🤖 AI Summary
This work addresses the challenge of maintaining object identity stability in unsupervised video object-centric learning under rapid motion or occlusion, where existing slot-based methods suffer from identity instability due to the entanglement of appearance and identity information and slot swapping caused by weakly matched slots. To resolve this, the authors propose Dual-State Slot Attention (DSSA), which explicitly decouples each slot into a local appearance state and a persistent identity state, optimizing intra-frame reconstruction and inter-frame consistency separately. Additionally, Competitive Modulation Aggregation (CMA) is introduced to suppress interference from weakly matched slots and prevent erroneous token assignment. The method achieves state-of-the-art performance on MOVi-C, MOVi-D, and YouTube-VIS, demonstrating superior results in segmentation quality, temporal consistency, downstream recognition, and dynamic prediction tasks.
📝 Abstract
Unsupervised video object-centric learning aims to decompose dynamic scenes into persistent, object-level representations without supervision. However, existing slot-based methods struggle to maintain stable object identity in challenging settings such as rapid motion and partial occlusion. First, they typically encode both the per-frame appearance of an object and its identity across frames in a single slot vector, creating an objective conflict that leads to slot swapping: reconstruction requires sensitivity to transient visual changes, whereas temporal consistency requires invariance to them. Second, the token renormalization used in Slot Attention can amplify weakly attending slots, allowing them to absorb tokens from other objects and destabilize slot-to-object correspondence.
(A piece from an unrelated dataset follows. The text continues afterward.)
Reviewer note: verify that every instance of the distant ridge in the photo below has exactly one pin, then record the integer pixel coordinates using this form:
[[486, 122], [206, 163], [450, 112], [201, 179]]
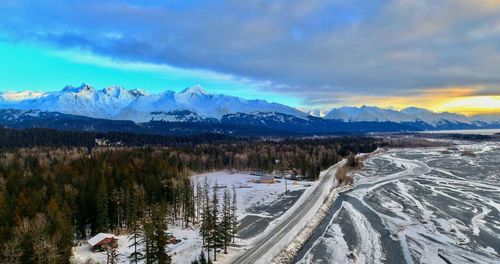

We propose Dual-State Slot Attention (DSSA), a fully self-supervised framework that addresses these limitations by separating appearance from identity and by reducing spurious updates from weakly matching slots. DSSA decomposes each slot into a local state for per-frame appearance and an identity state for temporally stable object information, thereby aligning reconstruction and temporal consistency with separate representations. The identity state is updated through a learned recurrent transition that acts as a temporal filter on the local state, while competition-modulated aggregation (CMA) down-weights updates from weakly matching slots and prevents them from absorbing tokens from other objects. Experiments on MOVi-C, MOVi-D, and YouTube-VIS demonstrate that DSSA consistently improves segmentation quality and temporal consistency over prior methods, while also yielding stronger downstream object recognition and video dynamics prediction. Code and models will be made publicly available upon acceptance.